Only, the doors can’t be unlocked.
There’s no driveway out front.
And if you to listen very carefully at night, you can hear strange, heavy noises emanating from the house, as if it were breathing.
The “house” is actually a false front for one of the 20 pump stations scattered throughout Raleigh. Concerned that the station would disrupt the beauty of the surrounding neighborhood (picturesque stone houses with lots of ivy), in 1978 the city decided to disguise it as a livable residential structure. For decades, people drove by it with no clue that it wasn’t a real house.
That is, until a Reddit user broke the story on Nov 19, which was picked up by WUNC, which broadcast it on Jan 16 with an accompanying Youtube video. It has more than 900,000 views by now.
Perry Allen, employee of Raleigh’s Capital Improvement Office and “star” of the video, did not seem thrilled with the media attention the place is getting. A mild-mannered, introverted guy, Allen is concerned with one thing: doing his job. He didn’t sign up to be talking to camera crews (or me), but Raleigh’s Public Information Officer doesn’t know as much about the pump station as he does, so he wound up giving the tours.
So, what’s inside the secret pump station on Wade Avenue? Mainly, three enormous pumps and lots of pipes. For reasons unknown—hip 70’s spirit, possibly—all of it is painted sea foam green.

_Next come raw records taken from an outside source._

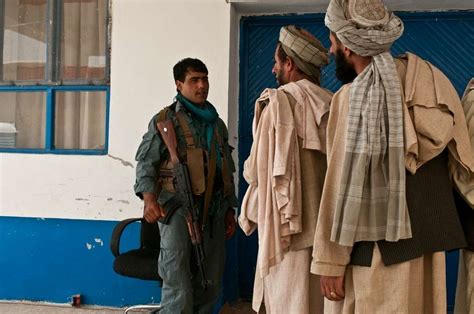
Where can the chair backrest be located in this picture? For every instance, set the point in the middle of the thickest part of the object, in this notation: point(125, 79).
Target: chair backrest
point(142, 262)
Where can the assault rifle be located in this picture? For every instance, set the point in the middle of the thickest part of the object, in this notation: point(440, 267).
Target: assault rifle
point(183, 189)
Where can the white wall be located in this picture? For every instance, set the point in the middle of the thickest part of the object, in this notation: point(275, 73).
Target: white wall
point(148, 38)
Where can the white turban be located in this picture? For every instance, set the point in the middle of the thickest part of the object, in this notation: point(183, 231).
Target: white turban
point(366, 27)
point(307, 52)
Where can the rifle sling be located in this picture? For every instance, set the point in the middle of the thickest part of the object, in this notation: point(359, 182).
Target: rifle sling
point(211, 170)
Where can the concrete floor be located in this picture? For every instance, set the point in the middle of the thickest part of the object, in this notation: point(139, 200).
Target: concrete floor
point(241, 307)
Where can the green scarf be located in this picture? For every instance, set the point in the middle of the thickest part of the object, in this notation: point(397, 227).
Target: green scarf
point(206, 114)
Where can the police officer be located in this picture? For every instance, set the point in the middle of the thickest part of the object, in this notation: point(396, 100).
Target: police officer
point(202, 142)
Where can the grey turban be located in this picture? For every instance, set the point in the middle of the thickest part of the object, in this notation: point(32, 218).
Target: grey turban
point(366, 27)
point(307, 52)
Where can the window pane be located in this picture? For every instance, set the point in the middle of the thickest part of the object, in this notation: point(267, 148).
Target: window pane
point(24, 40)
point(80, 120)
point(83, 39)
point(22, 119)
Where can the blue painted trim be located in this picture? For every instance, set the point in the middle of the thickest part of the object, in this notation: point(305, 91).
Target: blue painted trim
point(49, 140)
point(50, 116)
point(107, 121)
point(49, 260)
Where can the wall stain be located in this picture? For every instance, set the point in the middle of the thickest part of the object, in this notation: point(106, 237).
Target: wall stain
point(124, 162)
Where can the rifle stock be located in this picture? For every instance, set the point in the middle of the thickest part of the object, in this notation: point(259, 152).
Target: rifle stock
point(182, 185)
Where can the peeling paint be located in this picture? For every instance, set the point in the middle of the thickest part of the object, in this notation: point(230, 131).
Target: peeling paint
point(124, 162)
point(98, 240)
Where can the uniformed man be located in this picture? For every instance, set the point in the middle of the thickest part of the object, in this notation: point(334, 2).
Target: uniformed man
point(202, 142)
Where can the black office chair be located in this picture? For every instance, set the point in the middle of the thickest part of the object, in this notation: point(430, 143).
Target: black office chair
point(141, 263)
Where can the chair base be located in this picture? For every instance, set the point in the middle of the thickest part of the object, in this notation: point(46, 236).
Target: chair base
point(153, 308)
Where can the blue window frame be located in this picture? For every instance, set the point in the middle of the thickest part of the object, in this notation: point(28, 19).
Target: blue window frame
point(54, 76)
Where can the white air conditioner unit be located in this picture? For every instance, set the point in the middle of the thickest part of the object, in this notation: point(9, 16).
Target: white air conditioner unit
point(7, 135)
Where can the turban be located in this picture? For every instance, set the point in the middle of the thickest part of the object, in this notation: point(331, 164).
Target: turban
point(306, 51)
point(366, 27)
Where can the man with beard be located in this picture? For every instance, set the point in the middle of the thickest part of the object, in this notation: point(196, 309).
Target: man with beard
point(387, 211)
point(285, 172)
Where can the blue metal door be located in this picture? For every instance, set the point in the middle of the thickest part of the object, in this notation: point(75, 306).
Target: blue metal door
point(445, 39)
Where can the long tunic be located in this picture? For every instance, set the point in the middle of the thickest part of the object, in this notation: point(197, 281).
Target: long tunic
point(289, 129)
point(428, 131)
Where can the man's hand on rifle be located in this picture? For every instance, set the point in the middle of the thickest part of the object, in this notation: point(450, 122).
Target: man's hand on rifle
point(229, 221)
point(152, 211)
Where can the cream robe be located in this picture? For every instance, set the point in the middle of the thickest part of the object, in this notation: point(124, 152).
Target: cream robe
point(289, 135)
point(423, 141)
point(465, 285)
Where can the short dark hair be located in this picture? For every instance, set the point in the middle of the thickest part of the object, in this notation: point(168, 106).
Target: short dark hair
point(188, 64)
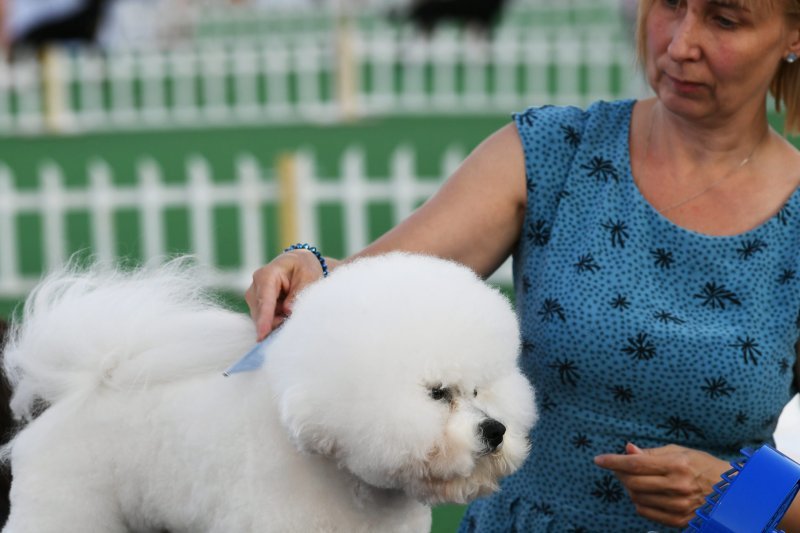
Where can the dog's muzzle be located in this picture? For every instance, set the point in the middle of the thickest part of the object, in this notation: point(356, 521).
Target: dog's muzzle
point(491, 432)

“We use each pump at different times to give each one some exercise,” said Allen. During peak times—morning, when people are showering and getting ready, and evening when people are cooking dinner and doing the dishes—they run the big one at 25 million gallons a day. They also rely on it during the summer and in March, when they flush out all the lines.
Outside, Allen shows me the windows panes: fogged glass backed by brick. On the side of the house, one of the windows disguises a huge HVAC vent. And if you stand directly on the front steps and look up, you’ll see another HVAC vent over your head.
In the back, a brick courtyard encloses a 2400-volt transformer and a generator, installed after Hurricane Fran blew out the power lines in 1996. Now, if another storm wipes out the lines, the generator can run the water pumps for two or three days without power.
As we walk back to our cars, our breath fogging in the frigid weather, Allen tells me more about the pump system, the pressure zones, the elevation, the MGD required to run the city and surrounding towns, and the lines used to pump it, but it’s hard for me to keep up.
Allen pauses. “A lot of people, when they turn their faucet on, they don’t have any idea how it gets there, other than there’s pipes in the ground,” he says. Then he smiles. “That’s why you’re supposed to leave it up to us.”